La dernière édition parisienne du festival underground américain a révélé toute l'étendue des cultures afro-descendantes.

Un foisonnement de couleurs et de motifs influencé par l'Afrique
Né à Brooklyn en 2005, le festival alternatif Afropunk a essaimé aux quatre coins du monde, d'Atlanta à Londres, de Paris à Johannesburg en l'espace de treize ans.

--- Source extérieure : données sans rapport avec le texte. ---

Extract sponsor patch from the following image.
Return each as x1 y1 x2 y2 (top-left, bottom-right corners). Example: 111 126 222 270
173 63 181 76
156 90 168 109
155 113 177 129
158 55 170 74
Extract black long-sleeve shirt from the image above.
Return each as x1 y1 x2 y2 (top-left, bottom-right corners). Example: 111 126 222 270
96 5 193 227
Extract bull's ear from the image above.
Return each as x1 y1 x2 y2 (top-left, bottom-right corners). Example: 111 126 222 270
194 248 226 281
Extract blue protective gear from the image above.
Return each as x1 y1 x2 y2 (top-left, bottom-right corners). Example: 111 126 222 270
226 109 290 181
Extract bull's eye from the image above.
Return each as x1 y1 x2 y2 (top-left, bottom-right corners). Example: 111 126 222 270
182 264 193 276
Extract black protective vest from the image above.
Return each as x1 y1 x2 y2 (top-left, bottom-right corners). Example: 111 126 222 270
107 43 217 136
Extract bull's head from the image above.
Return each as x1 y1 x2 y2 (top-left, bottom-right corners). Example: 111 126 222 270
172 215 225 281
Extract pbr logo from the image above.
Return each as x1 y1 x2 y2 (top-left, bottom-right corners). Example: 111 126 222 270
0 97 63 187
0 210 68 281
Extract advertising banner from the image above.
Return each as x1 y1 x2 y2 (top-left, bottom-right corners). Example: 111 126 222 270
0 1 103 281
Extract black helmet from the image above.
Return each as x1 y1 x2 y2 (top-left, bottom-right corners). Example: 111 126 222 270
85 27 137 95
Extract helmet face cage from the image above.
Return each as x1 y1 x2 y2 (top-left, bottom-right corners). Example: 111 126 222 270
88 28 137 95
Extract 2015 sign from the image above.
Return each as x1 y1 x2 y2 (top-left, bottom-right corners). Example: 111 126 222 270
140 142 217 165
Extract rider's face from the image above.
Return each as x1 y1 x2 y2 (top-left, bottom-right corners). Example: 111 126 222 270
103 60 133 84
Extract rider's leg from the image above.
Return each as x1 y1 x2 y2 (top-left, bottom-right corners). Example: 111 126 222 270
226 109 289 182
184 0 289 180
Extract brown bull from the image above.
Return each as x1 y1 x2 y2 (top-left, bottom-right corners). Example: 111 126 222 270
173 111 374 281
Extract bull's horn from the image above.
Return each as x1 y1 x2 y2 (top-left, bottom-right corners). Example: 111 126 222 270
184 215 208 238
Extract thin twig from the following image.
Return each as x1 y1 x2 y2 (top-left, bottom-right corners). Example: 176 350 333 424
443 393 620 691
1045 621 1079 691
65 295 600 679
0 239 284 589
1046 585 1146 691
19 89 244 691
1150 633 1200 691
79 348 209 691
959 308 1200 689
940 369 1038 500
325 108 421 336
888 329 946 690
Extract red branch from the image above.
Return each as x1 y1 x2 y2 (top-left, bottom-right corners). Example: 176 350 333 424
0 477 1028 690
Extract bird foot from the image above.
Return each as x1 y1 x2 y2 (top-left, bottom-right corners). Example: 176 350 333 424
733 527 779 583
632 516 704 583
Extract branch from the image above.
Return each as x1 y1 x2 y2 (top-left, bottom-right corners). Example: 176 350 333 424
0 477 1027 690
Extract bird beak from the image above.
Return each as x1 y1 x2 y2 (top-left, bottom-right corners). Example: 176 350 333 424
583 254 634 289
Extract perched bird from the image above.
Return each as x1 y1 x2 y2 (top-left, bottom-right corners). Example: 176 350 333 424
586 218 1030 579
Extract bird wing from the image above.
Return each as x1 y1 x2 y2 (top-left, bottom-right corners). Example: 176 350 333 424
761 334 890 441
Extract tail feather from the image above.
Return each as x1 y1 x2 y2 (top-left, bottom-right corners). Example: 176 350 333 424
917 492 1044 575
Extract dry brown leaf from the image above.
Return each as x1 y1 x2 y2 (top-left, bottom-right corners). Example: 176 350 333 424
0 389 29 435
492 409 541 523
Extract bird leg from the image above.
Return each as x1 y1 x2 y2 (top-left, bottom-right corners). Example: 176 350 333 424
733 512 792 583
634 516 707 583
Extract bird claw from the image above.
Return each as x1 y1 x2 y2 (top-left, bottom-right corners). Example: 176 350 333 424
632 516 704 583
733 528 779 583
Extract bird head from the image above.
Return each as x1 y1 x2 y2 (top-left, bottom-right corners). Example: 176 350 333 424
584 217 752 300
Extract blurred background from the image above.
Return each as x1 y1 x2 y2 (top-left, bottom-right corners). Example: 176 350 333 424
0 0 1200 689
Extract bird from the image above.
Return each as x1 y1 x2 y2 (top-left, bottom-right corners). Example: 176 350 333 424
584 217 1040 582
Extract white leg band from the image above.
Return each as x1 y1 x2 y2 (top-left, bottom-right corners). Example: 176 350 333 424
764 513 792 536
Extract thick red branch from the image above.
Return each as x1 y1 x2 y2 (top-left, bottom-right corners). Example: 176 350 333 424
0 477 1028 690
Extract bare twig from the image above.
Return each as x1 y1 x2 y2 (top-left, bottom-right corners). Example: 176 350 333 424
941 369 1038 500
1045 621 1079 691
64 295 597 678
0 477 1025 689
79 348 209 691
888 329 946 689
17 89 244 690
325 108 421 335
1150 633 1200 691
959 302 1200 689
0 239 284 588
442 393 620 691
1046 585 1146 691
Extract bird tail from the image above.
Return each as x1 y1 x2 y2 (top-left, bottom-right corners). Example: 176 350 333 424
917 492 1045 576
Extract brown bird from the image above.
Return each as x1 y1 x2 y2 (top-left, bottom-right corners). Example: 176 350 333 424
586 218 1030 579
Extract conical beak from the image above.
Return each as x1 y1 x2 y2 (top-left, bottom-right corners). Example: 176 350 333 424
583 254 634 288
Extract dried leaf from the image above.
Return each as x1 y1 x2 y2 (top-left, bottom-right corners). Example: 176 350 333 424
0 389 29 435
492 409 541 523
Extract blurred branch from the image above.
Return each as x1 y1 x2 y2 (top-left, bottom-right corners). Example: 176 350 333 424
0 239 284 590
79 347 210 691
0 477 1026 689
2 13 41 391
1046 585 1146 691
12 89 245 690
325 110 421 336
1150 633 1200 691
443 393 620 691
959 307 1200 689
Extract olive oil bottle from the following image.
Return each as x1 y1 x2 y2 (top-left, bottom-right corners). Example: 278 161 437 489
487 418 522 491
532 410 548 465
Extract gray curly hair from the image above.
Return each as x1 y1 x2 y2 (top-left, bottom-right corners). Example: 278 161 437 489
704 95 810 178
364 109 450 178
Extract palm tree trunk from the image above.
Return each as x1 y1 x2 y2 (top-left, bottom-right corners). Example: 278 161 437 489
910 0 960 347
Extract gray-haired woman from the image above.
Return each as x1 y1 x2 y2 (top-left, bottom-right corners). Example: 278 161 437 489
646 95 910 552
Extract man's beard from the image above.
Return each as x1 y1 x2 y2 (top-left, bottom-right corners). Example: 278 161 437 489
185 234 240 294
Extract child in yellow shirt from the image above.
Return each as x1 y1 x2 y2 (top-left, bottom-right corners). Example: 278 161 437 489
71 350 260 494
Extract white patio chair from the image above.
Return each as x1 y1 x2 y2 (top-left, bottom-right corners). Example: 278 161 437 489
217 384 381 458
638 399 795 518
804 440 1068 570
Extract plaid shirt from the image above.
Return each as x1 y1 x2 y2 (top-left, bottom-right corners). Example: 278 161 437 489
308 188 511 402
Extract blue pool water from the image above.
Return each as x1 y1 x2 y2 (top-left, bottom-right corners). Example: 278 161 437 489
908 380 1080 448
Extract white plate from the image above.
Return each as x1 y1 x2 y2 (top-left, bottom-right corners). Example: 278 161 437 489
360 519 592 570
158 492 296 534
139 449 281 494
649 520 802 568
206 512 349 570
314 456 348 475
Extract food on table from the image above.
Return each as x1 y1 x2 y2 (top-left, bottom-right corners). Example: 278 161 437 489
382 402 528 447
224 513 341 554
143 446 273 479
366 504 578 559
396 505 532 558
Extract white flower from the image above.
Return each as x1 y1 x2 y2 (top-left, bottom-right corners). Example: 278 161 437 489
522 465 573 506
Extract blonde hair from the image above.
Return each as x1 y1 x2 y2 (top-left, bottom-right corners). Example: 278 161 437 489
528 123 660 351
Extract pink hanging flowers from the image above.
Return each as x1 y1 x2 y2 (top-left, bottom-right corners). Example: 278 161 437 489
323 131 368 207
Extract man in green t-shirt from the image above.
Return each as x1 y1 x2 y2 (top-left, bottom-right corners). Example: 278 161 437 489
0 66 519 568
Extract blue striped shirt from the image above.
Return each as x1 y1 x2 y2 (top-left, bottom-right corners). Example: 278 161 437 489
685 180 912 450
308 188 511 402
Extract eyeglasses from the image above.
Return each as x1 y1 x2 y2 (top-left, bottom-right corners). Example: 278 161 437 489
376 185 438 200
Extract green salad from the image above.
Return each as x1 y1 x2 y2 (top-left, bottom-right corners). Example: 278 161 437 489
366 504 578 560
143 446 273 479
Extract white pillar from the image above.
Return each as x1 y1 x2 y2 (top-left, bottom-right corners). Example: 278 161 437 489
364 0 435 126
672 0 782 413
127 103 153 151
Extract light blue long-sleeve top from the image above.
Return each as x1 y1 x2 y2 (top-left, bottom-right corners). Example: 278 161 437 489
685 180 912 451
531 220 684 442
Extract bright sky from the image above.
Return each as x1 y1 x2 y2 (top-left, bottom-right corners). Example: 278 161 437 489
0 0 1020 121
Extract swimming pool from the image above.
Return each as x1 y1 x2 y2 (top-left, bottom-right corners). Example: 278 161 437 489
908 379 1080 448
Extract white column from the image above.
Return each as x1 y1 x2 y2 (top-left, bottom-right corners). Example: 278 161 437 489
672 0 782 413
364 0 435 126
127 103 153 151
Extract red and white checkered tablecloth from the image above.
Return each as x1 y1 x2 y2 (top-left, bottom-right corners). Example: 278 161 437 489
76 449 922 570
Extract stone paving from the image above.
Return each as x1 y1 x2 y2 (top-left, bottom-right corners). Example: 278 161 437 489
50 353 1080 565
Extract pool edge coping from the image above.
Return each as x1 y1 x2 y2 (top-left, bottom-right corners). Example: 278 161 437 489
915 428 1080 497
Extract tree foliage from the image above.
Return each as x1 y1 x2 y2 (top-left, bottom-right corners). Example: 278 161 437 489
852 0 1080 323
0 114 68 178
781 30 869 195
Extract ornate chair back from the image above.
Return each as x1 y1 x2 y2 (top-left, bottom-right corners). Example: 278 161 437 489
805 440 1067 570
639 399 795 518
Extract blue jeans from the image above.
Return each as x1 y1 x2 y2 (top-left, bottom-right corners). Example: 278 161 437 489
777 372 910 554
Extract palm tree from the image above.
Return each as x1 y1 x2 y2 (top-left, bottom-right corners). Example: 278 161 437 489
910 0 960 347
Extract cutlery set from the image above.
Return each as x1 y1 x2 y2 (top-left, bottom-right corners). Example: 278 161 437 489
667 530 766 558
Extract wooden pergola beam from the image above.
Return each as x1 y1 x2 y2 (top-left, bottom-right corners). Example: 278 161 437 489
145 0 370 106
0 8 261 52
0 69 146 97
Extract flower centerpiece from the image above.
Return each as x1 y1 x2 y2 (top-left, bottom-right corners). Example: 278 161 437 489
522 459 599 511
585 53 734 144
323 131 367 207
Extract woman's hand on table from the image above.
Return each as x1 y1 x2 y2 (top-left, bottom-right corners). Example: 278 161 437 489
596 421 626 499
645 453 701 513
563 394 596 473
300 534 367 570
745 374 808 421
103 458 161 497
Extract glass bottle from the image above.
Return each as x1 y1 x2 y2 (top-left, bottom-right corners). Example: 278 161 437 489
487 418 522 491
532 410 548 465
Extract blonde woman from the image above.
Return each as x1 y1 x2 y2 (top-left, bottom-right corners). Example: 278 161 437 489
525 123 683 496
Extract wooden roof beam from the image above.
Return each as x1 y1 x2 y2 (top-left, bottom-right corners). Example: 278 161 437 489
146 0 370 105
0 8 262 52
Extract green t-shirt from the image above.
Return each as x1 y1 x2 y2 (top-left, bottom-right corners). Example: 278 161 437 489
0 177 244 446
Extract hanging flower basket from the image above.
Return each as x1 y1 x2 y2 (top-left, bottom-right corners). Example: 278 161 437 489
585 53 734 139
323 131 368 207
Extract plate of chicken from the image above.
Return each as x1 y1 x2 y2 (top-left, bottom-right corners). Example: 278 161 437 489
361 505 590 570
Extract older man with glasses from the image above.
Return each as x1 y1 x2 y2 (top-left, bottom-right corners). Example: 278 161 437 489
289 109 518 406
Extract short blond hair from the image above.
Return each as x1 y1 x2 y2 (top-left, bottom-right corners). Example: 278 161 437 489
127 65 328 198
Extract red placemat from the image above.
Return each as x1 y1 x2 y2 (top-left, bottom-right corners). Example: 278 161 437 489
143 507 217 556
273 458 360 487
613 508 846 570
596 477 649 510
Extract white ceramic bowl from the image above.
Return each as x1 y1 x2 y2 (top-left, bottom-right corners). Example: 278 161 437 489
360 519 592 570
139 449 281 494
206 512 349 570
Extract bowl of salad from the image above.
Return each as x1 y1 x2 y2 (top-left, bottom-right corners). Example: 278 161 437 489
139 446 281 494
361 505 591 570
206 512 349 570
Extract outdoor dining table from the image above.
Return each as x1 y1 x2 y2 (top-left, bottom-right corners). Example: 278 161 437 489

Présent pour la quatrième fois dans la capitale le week-end dernier, l'événement célèbre l'affirmation des cultures noires décomplexées et dénonce toutes formes de discriminations raciales, physiques ou sexuelles. « Ce mouvement traduit la volonté de dire que les Noirs ne sont pas associés à un type de musique en particulier », précise l'essayiste et documentariste Rokhaya Diallo qui a animé une des deux journées. « C'est une manifestation extrêmement bienveillante qui prône une forme de liberté que l'on croise dans le public », poursuit-elle. « J'adore m'apercevoir que le spectacle est autant parmi les festivaliers que sur scène, dans les looks des gens se dégagent quelque chose de spectaculaire. » Ouvert absolument à tout le monde, le succès de la formule repose sur un savant mélange d'une programmation musicale éclectique mêlée à la mode, l'art et la ripaille avec une vingtaine de food trucks. Preuve du succès, la manifestation a déménagé du Trianon à La Villette l'année dernière et affichait complet pour cette édition avec 8 000 personnes aux styles vestimentaires pointus. Poids plume à côté du mastodonte new-yorkais et de ses 90 000 spectateurs, la déclinaison française attire déjà les voisins, du Benelux à la Grande-Bretagne, puisque près de 40 % du public est étranger.